Дмитрий Иванович позавидовал сейчас Полищуку. Сам он не был героем, бросившим вызов жестокости, хотя не однажды задумывался над парадоксами жизни, над противоречиями провозглашаемых в обществе лозунгов и ежедневной практикой. Но не разрешал своим мыслям ринуться в омут сомнений, разувериться во всем. Это лишило бы его возможности бороться с несправедливостью на своем пусть ограниченном, но для кого-то из людей жизненно важном поле. В отличие от Полищука он мог поддержать оступившегося и защитить невинного.
Коваль долго сидел у председателя сельсовета. Ему правился этот умный, честный человек. Захотелось даже рассказать о деле, которое привело его в Выселки, но сдержался: не было у него на это права. Тайна не его, а Пидпригорщуков.
Уже совсем стемнело, когда он вышел из сельсовета. По его просьбе Полищук назвал людей, которые имеют зарегистрированные ружья. Держит ли кто-нибудь в селе огнестрельное оружие незаконно, председатель не знал. Ибо если бы знал, то давно изъял бы… Кроме того, Дмитрий Иванович выяснил, что большинство собственников ружей, среди них и Василь Пидпригорщук, хранят их в сельсовете, под замком, а патроны в сейфе, и, довольный, сердечно попрощался со своим новым знакомым.

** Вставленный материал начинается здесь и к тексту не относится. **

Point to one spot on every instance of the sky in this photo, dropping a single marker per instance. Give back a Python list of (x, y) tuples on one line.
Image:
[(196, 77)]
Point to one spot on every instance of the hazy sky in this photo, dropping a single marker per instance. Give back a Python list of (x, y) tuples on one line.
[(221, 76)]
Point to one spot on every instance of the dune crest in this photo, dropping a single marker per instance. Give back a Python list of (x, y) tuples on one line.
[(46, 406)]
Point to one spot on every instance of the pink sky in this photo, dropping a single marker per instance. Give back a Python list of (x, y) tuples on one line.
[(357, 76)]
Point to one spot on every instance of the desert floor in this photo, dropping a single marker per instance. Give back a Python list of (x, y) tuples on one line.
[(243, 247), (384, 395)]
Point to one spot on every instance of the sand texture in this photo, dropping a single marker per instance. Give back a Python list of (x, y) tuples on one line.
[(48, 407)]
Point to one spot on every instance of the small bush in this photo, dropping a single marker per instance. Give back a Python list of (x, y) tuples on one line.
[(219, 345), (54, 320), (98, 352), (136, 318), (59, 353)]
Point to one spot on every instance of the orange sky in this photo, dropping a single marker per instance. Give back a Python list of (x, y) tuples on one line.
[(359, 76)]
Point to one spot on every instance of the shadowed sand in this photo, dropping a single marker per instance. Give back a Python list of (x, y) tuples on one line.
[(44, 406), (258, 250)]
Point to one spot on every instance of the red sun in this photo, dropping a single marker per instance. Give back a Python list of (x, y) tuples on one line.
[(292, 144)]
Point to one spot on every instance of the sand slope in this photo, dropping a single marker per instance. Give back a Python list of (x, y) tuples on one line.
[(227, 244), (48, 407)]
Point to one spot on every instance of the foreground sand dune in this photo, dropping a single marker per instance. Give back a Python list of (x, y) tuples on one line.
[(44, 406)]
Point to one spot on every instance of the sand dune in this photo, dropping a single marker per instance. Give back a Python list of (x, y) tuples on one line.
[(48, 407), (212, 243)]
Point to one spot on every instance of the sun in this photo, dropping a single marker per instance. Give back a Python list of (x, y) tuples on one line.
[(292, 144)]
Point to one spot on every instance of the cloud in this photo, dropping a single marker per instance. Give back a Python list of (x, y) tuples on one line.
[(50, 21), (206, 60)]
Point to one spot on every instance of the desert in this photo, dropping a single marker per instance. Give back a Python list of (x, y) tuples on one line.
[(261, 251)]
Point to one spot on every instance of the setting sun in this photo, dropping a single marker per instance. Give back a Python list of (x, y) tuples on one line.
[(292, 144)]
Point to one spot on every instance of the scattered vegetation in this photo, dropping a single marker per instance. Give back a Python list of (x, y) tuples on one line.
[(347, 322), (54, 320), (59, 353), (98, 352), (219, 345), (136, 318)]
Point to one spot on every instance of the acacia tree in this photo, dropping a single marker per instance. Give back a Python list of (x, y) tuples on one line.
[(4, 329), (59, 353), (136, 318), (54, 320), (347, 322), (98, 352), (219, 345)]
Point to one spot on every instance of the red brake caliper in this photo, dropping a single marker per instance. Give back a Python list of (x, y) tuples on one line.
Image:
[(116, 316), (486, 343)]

Осторожно спускаясь по тропинке, ведущей к подворью Пидпригорщуков, Дмитрий Иванович обдумывал свои дальнейшие действия. Следовало снять отпечатки пальцев с тетрадного листка с угрожающей фразой, а также с вещей, к которым прикасались подозреваемые: бидончика, побывавшего в руках у Ковтуна, а теперь вот и с заявления — его принес в сельсовет Бондарь. В беседе с Полищуком Коваль поинтересовался, ограничился Бондарь устным обвинением командира дружины или оставил письменный донос, и когда председатель сельсовета показал листок, написанный Бондарем, решил, что позже попросит его для экспертизы. Надо еще как-то получить отпечатки пальцев младшего Ковтуна и тогда уже съездить в Полтаву, в областное управление, за следственным чемоданчиком, необходимым для идентификации следов, которого у Коваля здесь не было.
Полковник остановился и залюбовался прозрачным августовским вечером. Звезды, большие и золотые, уже зависли над головой. После второго укоса трав резко пахло свежим сеном и детством. Было тихо, только неистовствовали сверчки. У Дмитрия Ивановича вдруг защемило сердце. Показалось, что время, как в фантастической машине, открутилось назад, мигом отлетело полстолетия, что живы еще отец и мать и он снова мальчишкой стоит на высоком отцовском подворье возле кобелякской соборной церкви и, испытывая трепет, пробует осмыслить, что же там, за далекими зорями, и что такое неизмеримая вечность, перед которой все в мире — ничто…
На душе было светло, и Дмитрий Иванович еще четче, чем до сих пор, понял, почему так легко согласился в Киеве на предложение Пидпригорщуков.